A Sahara desert odyssey yields a major dinosaur discovery

Illustration of the Spinosaurus mirabilis standing at water's edge over a carcass of the coelacanth Mawsonia some 95-million years ago in what is now the Sahara Desert in Niger.
Photo by Reuters
It was not an easy task for a team of dinosaur-hunting scientists to reach the remote site called Jenguebi in northern Niger deep in the Sahara Desert. It was fitting that the closest locality was named Sirig Taghat, meaning "no water, no goat" in Tamasheq, the local Berber language.
But the arduous three-day off-road journey in 2022 through harsh desert terrain paid off with the discovery of fossils of the magnificent fish-eating dinosaur Spinosaurus mirabilis, one of the largest meat-eaters ever to walk the Earth.
"The heart of the Sahara - the most barren, unforgiving, yet beautiful, part of the desert," University of Chicago paleontologist and research leader Paul Sereno said.
The researchers, who had made an exploratory visit lasting less than a day to the site three years earlier, set off from the city of Agadez. There are no permanent human settlements for hundreds of miles (km) around Jenguebi.
"Jenguebi is extremely remote and isolated, and very hard to get to. It is very far from the closest cities, there are no roads that lead to the area directly, and on top of that, almost nobody - even Tuareg Berber nomads - inhabits it at any given time because of the scarcity of nearby wells," said paleontologist Daniel Vidal of the University of Chicago and Universidad Nacional de Educación a Distancia in Spain.

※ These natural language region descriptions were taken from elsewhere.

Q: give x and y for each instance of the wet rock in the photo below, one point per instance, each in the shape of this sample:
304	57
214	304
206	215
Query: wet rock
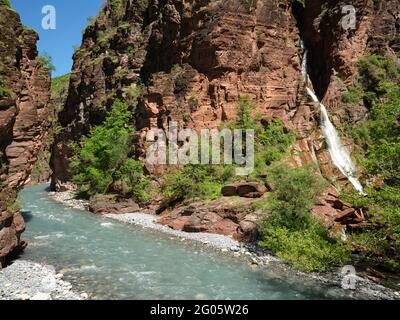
244	189
226	216
108	204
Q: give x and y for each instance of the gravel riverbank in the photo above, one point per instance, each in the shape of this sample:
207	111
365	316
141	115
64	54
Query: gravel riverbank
27	280
254	256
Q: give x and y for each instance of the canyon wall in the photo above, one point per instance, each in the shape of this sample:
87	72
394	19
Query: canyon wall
24	96
194	59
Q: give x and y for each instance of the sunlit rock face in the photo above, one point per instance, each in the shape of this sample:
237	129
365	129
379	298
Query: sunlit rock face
194	59
23	120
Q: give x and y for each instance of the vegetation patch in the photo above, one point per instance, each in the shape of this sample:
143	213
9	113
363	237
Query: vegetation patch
379	137
104	164
290	231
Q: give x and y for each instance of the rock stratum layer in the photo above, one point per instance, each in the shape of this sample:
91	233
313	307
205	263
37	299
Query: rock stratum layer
24	95
195	59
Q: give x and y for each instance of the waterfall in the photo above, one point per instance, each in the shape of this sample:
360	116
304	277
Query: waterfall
339	155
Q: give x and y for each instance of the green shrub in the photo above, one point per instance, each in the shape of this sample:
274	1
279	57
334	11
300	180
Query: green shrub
353	95
289	230
307	250
379	136
103	162
380	243
272	142
195	181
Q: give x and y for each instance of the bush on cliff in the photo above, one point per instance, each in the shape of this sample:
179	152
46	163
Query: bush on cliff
103	163
272	141
290	231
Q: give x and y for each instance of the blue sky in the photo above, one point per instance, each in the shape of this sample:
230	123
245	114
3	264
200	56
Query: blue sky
71	19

"It took us almost three whole days of driving off-road to get to the site, with the hardest part in the last day, having to navigate through the sand dunes with a large convoy including a large truck carrying drinking water, supplies and equipment that got stuck in the sand constantly," Vidal said. "However, any frustration or exhaustion from this long trip vanished instantly as we arrived and started discovering new fossils in no time."

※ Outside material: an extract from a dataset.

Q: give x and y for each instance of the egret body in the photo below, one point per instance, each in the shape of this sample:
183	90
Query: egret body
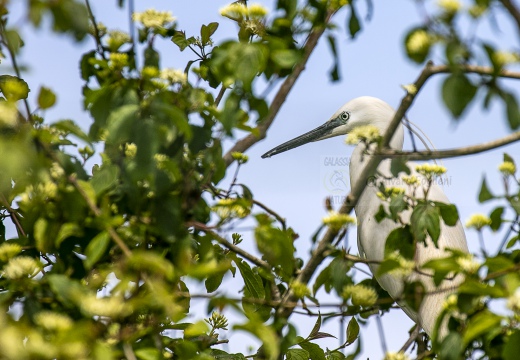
372	234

The adventure was set in motion by a sentence in a scientific monograph from the 1950s in which a French geologist mentioned finding in this area a single tooth resembling that of another meat-eating dinosaur known from Egypt's Western Desert.
Sereno noted that no researchers had returned to that site in more than seven decades.
"It is an arid area with sand dunes and barely any vegetation," Vidal said. "There is only a single water well that still yields water in the vicinity. But more importantly to us paleontologists, there are large areas with patches of rock outcrop surrounded by extensive dunes, which in satellite images look like an island archipelago surrounded by a sea of dunes, which led to the nickname 'Spinosaur archipelago'."
"These rocks are very thin and soft sandstone that feels almost like compacted beach sand, and it is very rich in vertebrate fossils, particularly dinosaurs. So rich that we located more than a hundred fossil localities in under two weeks of fieldwork," Vidal said.
The researchers unearthed fossils of multiple Spinosaurus mirabilis individuals and remains of various other dinosaurs from about 95-million years ago.
"I am amazed by how Spinosaurus mirabilis left people in awe since the moment it was discovered," Vidal said.